Wednesday, October 21, 2009

Good News from Rome, I'm on Vatican TV. Cool.

As a friend of ours said, this is probably the largest and most significant act of Christian reunification since the Big Split. It also means that in four years, Benedict has accomplished more for Christian unity than his predecessor did in nearly 30. (To be fair, as Archbishop Di Noia said, this is really because of how profoundly things have been changing just recently.) My friend also commented that it is going to drive the ecumaniacs into apoplexy.

Well, yes. And it has to be admitted, that watching our enemies' heads spinning around and exploding is one of the consolations.

That faint popping sound you hear...

There's quite a bit more to be said about this.

Of course, probably the most predictable lines are already being drawn. The left wasted no time in getting the memes and themes rolling, calling it "divisive"
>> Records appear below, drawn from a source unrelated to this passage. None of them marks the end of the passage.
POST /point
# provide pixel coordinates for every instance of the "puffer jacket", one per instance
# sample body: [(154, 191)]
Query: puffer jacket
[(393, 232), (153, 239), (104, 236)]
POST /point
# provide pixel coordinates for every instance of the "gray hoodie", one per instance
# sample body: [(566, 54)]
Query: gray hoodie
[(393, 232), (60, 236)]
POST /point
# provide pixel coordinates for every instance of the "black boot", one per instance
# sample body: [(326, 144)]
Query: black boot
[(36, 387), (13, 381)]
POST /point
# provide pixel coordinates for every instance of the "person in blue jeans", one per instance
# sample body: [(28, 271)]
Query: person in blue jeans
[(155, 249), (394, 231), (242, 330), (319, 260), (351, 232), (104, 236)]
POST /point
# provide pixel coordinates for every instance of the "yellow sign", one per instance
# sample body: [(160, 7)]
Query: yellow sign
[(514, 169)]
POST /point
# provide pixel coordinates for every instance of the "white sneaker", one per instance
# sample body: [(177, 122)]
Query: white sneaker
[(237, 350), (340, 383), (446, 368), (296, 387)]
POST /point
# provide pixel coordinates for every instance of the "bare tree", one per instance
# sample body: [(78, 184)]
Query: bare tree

Cindy Wooden was hot off the mark, being the first called upon for a question at yesterday's press conference: "Are you worried at all that this is going to be the end of the ecumenical movement?" (Well, Cindy, since you have put it so interestingly, let's examine that question. What, precisely, is the "end" of the ecumenical movement? Is it to continue to produce endless unreadable reports on the warmth of our mutual handshakes?)

The Globe and Mail, taking up the accepted theme:An embrace that divides

But it's mostly just sour grapes. They're just miffed that their hippie-era crusade has failed so manifestly. Pay it no mind.

I'll be busy today. You may talk amongst yourselves.